Become a MacRumors Supporter for $50/year with no ads, ability to filter front page stories, and private forums.

nquinn

macrumors 6502a
Jun 25, 2020
829
621
I happen to have a relevant graph at hand...



Single-core performance has been improving at a very stable rate.

Interesting. I was glancing through some quick searches on geekbench and saw some 40% numbers, but maybe those aren't the best samples.

+20-25% this round would be nice but obviously isn't a massive game changer. I mostly just want something cool/quiet!
 

leman

macrumors Core
Original poster
Oct 14, 2008
19,521
19,677
+20-25% this round would be nice but obviously isn't a massive game changer. I mostly just want something cool/quiet!

It would be for me. 20% more ST performance on top of faster memory interface will translate to at least 10-15% faster runtime for my work which is huge.
 

Fomalhaut

macrumors 68000
Oct 6, 2020
1,993
1,724
Interesting. I was glancing through some quick searches on geekbench and saw some 40% numbers, but maybe those aren't the best samples.

+20-25% this round would be nice but obviously isn't a massive game changer. I mostly just want something cool/quiet!
Bear in mind that this is 20-25% in single-core performance on top of what is already one of the best single-core performance benchmarks of *any* current CPU.

We could expect an 80-95% improvement in multi-core performance if there were 8 performance cores, even if these are the same first generation M1 core microarchitecture. If we have 8 cores of a second generation design, then we could easily have double the multi-core performance over current M1 models, which is a big deal for applications that are heavily multi-threaded.

That could put an 8+2 core MBP into the same performance bracket as a 16-core 2019 Mac Pro (c. 15,000 GB5) - which would be astonishing! https://browser.geekbench.com/mac-benchmarks
 
  • Like
Reactions: Roode

Jorbanead

macrumors 65816
Aug 31, 2018
1,209
1,438
I think that Apple would want more single core performance for their pro machines, and it is questionable whether Firestorm can be reliably clocked higher.
So the only solution to this then would be using 5nm+ cores, which means if these are going into MBP soon they would have already hit production earlier this year.
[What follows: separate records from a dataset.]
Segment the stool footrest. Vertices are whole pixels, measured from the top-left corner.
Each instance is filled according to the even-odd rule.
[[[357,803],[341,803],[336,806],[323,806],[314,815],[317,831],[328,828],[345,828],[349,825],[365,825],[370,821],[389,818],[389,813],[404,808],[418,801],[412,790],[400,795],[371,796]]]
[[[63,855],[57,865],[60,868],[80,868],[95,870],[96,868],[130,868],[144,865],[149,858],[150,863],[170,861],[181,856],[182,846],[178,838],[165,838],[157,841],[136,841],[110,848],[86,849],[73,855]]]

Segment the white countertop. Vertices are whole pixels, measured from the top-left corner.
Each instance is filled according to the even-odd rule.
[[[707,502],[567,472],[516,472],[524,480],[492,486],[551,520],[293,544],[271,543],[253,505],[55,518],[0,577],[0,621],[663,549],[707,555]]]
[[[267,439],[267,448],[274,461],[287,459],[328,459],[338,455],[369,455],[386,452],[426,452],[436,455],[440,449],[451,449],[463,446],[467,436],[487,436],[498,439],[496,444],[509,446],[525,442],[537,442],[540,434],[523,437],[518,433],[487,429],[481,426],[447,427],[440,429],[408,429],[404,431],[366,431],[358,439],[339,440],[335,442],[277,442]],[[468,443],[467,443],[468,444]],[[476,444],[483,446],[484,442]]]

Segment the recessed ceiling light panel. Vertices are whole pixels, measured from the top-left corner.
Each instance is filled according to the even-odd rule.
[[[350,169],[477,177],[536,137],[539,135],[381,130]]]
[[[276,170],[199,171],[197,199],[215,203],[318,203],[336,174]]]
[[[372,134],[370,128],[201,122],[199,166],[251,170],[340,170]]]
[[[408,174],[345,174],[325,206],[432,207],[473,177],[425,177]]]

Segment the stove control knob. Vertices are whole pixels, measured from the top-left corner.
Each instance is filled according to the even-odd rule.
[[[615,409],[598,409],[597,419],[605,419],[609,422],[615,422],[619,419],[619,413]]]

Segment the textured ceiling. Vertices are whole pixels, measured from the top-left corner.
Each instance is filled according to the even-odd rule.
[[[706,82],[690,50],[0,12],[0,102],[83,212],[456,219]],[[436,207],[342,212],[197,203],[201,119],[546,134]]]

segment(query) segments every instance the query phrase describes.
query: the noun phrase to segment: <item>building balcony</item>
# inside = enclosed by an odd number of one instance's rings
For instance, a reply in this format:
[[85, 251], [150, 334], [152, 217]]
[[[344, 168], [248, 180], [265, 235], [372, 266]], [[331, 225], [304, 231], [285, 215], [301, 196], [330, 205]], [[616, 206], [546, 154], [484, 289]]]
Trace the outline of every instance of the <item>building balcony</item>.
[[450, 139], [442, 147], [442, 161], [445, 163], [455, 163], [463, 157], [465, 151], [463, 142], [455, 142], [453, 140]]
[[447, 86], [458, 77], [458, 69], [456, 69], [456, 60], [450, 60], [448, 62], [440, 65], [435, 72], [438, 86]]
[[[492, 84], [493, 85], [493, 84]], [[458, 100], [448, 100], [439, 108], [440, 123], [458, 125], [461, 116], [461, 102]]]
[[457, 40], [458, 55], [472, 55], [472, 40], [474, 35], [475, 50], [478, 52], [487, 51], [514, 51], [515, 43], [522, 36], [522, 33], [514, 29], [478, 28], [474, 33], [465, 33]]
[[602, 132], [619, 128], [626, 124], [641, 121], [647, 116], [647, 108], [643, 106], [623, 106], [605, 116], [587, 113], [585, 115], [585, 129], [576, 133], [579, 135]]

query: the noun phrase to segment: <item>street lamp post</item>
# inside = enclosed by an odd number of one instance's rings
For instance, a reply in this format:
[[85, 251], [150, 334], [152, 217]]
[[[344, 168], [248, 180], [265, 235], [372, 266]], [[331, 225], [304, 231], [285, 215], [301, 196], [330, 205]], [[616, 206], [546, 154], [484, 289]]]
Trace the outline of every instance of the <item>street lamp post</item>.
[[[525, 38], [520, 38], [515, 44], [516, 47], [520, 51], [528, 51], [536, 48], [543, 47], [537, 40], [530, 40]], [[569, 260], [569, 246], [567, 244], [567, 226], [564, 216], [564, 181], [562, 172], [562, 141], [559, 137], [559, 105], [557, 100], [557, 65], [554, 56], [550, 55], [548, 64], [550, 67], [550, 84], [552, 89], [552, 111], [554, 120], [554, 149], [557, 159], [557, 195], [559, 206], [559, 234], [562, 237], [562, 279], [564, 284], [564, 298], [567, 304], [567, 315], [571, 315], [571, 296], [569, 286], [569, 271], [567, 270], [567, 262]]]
It just seems odd we haven’t heard anything about 5nm+ chips until very recently. They would also be the very first 5nm+ chips anywhere.
 

leman

macrumors Core
Original poster
Oct 14, 2008
19,521
19,677
So the only solution to this then would be using 5nm+ cores, which means if these are going into MBP soon they would have already hit production earlier this year. It just seems odd we haven’t heard anything about 5nm+ chips until very recently. They would also be the very first 5nm+ chips anywhere.

No, another solution would be to use a different prosumer-oriented microarchitecture that delivers more performance at the expense of small increase in power usage. That way they can have faster more power hungry chips for larger machines and slower (but still very fast) abs more efficient chips for mobile abs entry-level. That’s the core of my speculation.
 

cmaier

Suspended
Jul 25, 2007
25,405
33,474
California
So the only solution to this then would be using 5nm+ cores, which means if these are going into MBP soon they would have already hit production earlier this year. It just seems odd we haven’t heard anything about 5nm+ chips until very recently. They would also be the very first 5nm+ chips anywhere.

They are in production on 5nm+, but that’s beside the point. You don’t need to move to a new node (and 5nm+ isn’t really even much of a difference) in order to create a faster core. Each time I’ve worked on the design of a new core, what we did was start with the spice models for the old node, and design the chip with an aim to be 10%-20% faster even if the node didn’t change. That way the new node is all bonus.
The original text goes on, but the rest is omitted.